Mr Berlusconi catapulted his daughter into corporate life in her early twenties. “Silvio put her down to work when she was barely more than a child,” Vittorio Giovanelli, former director of his Retequattro TV network, wrote in a 2003 book, saying her father started taking her to business meetings in 1985. “She listened and took notes for hours, she would never stop.”
A mother of two married to a former La Scala ballet dancer, Marina became Fininvest deputy chairwoman in 1996 and landed the top job in 2005. During her tenure, Mediaset and Mondadori have run into hard times.
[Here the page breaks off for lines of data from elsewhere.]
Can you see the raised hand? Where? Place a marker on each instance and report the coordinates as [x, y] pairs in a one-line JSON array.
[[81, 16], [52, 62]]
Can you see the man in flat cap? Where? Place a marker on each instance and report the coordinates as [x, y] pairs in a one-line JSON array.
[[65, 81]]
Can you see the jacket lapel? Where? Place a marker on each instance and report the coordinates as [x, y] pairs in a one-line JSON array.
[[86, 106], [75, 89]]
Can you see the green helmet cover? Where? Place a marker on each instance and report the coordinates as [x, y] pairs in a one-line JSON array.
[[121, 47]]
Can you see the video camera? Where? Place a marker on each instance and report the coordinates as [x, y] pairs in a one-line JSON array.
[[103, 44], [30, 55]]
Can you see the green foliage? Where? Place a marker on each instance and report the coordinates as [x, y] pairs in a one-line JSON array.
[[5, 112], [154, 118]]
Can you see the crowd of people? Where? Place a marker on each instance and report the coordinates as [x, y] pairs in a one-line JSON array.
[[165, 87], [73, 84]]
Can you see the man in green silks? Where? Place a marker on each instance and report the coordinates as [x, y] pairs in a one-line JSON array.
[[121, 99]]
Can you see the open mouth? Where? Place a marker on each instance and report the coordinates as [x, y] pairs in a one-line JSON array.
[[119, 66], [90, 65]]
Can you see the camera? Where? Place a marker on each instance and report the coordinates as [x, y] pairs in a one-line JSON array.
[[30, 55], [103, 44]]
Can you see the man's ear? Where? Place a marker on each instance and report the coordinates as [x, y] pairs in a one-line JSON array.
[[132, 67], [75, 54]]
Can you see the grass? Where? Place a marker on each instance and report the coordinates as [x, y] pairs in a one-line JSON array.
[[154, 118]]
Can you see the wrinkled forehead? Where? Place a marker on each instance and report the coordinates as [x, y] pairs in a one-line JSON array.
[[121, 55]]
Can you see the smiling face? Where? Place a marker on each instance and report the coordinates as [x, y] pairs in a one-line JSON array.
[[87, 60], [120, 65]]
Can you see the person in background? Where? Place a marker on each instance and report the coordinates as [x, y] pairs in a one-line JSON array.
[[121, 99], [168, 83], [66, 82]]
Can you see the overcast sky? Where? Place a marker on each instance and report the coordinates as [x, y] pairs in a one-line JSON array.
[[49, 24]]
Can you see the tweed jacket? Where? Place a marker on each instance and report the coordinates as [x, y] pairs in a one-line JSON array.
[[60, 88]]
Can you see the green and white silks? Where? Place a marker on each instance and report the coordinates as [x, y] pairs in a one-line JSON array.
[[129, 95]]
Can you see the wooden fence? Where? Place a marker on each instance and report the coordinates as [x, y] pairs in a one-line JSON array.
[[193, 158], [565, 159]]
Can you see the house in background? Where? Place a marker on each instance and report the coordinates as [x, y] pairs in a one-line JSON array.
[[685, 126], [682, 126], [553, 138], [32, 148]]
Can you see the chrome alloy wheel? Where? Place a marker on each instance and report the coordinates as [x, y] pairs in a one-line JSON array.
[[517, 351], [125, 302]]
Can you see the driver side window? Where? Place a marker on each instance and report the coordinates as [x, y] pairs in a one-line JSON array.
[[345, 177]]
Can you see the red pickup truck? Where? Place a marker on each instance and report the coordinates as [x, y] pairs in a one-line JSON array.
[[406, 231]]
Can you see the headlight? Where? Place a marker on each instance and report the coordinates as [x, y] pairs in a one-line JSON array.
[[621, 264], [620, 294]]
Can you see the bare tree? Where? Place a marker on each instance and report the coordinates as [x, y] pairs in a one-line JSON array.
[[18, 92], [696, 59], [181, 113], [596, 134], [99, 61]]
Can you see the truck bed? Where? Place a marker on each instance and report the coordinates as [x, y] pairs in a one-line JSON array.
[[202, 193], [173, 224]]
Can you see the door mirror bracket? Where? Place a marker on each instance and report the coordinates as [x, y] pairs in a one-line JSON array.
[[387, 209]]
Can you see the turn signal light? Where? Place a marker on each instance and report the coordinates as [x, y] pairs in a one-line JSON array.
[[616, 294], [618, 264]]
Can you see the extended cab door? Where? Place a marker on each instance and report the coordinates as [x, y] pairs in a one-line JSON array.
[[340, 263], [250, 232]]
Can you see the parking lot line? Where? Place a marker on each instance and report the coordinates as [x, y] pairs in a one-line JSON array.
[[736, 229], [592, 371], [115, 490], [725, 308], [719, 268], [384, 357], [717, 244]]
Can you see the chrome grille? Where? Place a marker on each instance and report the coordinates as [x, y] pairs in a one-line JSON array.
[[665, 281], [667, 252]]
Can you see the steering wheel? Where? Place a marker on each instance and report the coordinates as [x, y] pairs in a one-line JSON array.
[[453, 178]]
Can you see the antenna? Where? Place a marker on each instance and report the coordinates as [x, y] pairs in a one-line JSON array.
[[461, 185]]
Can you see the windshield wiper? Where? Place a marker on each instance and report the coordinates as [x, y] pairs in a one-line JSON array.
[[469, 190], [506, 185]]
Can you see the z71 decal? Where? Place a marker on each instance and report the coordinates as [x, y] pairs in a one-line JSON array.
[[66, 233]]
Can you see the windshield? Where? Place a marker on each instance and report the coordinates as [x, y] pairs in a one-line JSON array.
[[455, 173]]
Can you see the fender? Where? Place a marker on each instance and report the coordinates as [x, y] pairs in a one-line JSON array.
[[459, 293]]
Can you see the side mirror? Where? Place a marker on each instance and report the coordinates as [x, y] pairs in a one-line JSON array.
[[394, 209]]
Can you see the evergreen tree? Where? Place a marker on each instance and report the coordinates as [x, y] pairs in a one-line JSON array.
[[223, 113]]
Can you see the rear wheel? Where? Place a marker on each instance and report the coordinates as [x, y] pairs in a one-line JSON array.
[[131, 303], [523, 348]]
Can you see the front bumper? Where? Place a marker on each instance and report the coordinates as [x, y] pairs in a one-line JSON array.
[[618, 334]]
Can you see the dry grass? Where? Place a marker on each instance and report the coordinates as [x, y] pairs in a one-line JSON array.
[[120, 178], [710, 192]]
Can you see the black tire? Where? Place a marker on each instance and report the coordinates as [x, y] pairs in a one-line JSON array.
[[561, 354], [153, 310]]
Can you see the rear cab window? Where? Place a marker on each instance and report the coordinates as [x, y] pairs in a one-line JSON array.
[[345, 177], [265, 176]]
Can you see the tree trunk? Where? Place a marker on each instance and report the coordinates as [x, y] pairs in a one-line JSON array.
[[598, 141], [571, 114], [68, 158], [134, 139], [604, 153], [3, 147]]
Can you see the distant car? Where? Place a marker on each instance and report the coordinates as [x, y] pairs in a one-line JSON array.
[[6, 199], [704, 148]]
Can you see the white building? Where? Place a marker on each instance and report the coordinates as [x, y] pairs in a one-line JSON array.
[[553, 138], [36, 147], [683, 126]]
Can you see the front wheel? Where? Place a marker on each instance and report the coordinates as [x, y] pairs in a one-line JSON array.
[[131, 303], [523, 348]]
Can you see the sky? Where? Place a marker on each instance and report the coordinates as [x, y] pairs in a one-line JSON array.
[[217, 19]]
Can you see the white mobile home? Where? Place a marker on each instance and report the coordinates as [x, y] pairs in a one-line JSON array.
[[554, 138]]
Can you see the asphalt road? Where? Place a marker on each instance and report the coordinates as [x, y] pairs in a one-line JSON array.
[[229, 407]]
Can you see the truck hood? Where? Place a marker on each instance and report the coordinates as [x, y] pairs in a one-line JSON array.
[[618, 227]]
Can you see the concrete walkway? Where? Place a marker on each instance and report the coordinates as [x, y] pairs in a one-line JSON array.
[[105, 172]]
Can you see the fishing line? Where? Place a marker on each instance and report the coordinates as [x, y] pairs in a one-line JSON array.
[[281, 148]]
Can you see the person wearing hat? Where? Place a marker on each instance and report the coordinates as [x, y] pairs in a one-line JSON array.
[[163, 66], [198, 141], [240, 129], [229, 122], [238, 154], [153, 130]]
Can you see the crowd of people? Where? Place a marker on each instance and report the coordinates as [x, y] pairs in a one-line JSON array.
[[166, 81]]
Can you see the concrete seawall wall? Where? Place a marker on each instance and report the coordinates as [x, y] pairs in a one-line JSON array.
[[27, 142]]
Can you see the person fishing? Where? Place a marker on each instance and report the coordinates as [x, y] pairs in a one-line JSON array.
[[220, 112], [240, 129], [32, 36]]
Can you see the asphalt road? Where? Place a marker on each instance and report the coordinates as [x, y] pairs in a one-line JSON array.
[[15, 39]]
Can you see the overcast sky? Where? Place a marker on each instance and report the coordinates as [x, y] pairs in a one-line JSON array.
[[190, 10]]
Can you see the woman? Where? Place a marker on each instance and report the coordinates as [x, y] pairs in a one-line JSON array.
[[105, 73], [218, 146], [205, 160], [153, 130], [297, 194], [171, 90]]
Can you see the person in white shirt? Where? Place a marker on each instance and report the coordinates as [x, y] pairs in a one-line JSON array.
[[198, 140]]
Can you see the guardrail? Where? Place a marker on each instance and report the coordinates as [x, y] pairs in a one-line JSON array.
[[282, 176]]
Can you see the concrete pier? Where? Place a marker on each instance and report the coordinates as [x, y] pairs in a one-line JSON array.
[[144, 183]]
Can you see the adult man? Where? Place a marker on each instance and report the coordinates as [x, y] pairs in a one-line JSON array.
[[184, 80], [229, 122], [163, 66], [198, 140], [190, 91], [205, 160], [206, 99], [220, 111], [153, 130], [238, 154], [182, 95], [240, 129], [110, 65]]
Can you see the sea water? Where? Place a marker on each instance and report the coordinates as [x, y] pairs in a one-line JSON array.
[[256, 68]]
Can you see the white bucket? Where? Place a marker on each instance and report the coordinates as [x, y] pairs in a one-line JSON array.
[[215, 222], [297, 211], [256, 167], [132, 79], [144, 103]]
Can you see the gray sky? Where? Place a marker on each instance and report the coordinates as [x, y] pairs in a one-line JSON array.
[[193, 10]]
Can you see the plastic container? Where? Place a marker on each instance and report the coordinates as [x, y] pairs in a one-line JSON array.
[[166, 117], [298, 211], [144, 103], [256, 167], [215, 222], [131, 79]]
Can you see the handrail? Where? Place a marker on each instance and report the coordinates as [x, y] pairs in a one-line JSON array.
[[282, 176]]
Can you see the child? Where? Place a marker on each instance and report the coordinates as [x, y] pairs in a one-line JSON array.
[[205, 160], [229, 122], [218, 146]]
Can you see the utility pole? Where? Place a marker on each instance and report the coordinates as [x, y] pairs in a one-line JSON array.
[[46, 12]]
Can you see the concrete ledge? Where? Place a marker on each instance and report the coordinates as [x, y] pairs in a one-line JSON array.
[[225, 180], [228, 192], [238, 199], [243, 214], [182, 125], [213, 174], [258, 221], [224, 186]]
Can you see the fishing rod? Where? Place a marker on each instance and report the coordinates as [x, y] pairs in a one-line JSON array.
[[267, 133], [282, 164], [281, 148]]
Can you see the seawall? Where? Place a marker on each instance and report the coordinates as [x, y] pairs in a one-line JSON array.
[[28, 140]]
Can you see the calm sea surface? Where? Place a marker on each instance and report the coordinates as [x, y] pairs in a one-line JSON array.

Both are struggling to keep on top of the technological changes threatening the media industry, compounding the damage done by recession, which has weakened the advertising market.
Despite repeatedly distancing herself from the idea, Marina’s name has cropped up regularly as a potential leader since her father was unceremoniously bundled from power in November 2011, as Italy faced a possible Greek-style debt crisis.
“I never even thought of entering politics; it’s not my role,” she said in a rare interview in 2011. Just over a month before her father’s conviction, Fininvest said talk of her stepping into her father’s shoes was “groundless”.
Pollsters say that while she has no political experience, she would be well received by her father’s supporters, and could exploit her image as a successful businesswoman, as he did when he entered politics in 1994.
But her father’s extraordinary political skills would be a tough act to follow.
“It remains to be seen whether she is capable of connecting with people like her father is,” Renato Mannheimer, of the ISPO polling institute, said.